In a letter to shareholders, CEO Marc Lustig said the company’s efforts to build its product lines and distribution network in the massive California market are beginning to bear fruit.

This year alone, CannaRoyalty has announced several acquisitions in the most populous U.S. state, including a deal in principle late last month to buy River Distribution, a firm with two cannabis production facilities in the state and a licence to distribute for both medical and recreational use.

In addition, the company said earlier in March it was planning to raise $15 million to fund more acquisitions and launch new products under the firm’s CR brand.

“The past four months have been a watershed period for CannaRoyalty,” Lustig said. “Our team has made substantial progress executing our strategy to build a leading North American, and one day global, cannabis consumer products company.”

While the company is currently focusing much of its attention on California, Lustig said CannaRoyalty also intends to step up its investments north of the border in anticipation of the federal government legalizing pot for recreational use in Canada later this year.

In March, the company made its first foray into this country’s cannabis retailing market when it inked a deal to help fund 180 Smoke, a Toronto-based seller of vape products.

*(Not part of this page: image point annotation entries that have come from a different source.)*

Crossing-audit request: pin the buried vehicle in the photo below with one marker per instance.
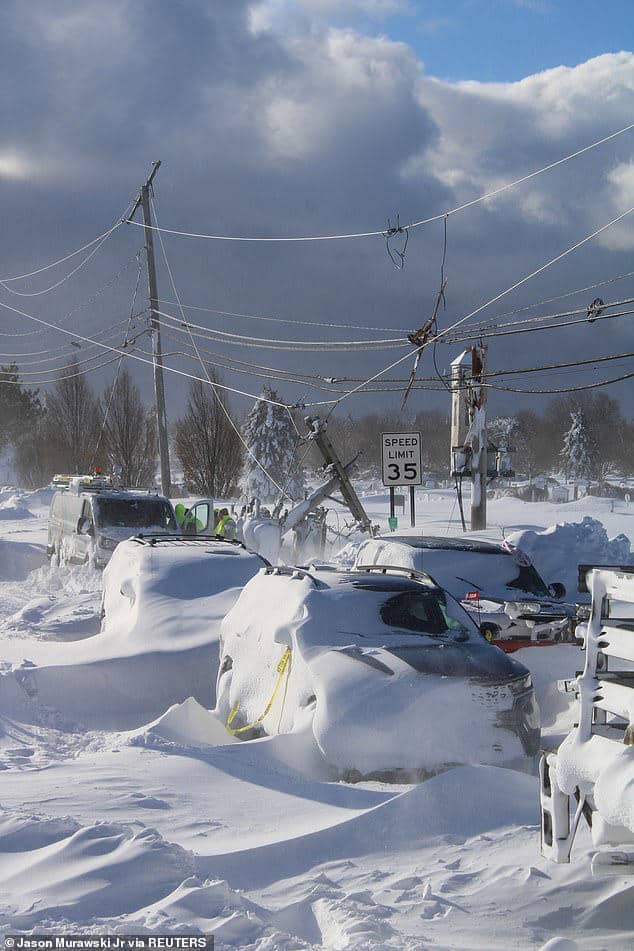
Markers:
(496, 583)
(164, 597)
(384, 667)
(88, 518)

“As the Canadian market moves closer to the sale of cannabis consumer products, we are assembling substantial know-how, intellectual property and brands to bring back to Canada,” Lustig said. “Since November, we have significantly advanced our focus on this area and anticipate a continuation of this in the months to come.”

CannaRoyalty shares were down 1.8 per cent, or seven cents, to $3.73 on the Canadian Securities Exchange in early afternoon trading. That’s down nearly 30 per cent from their all-time high of $5.05 in early January.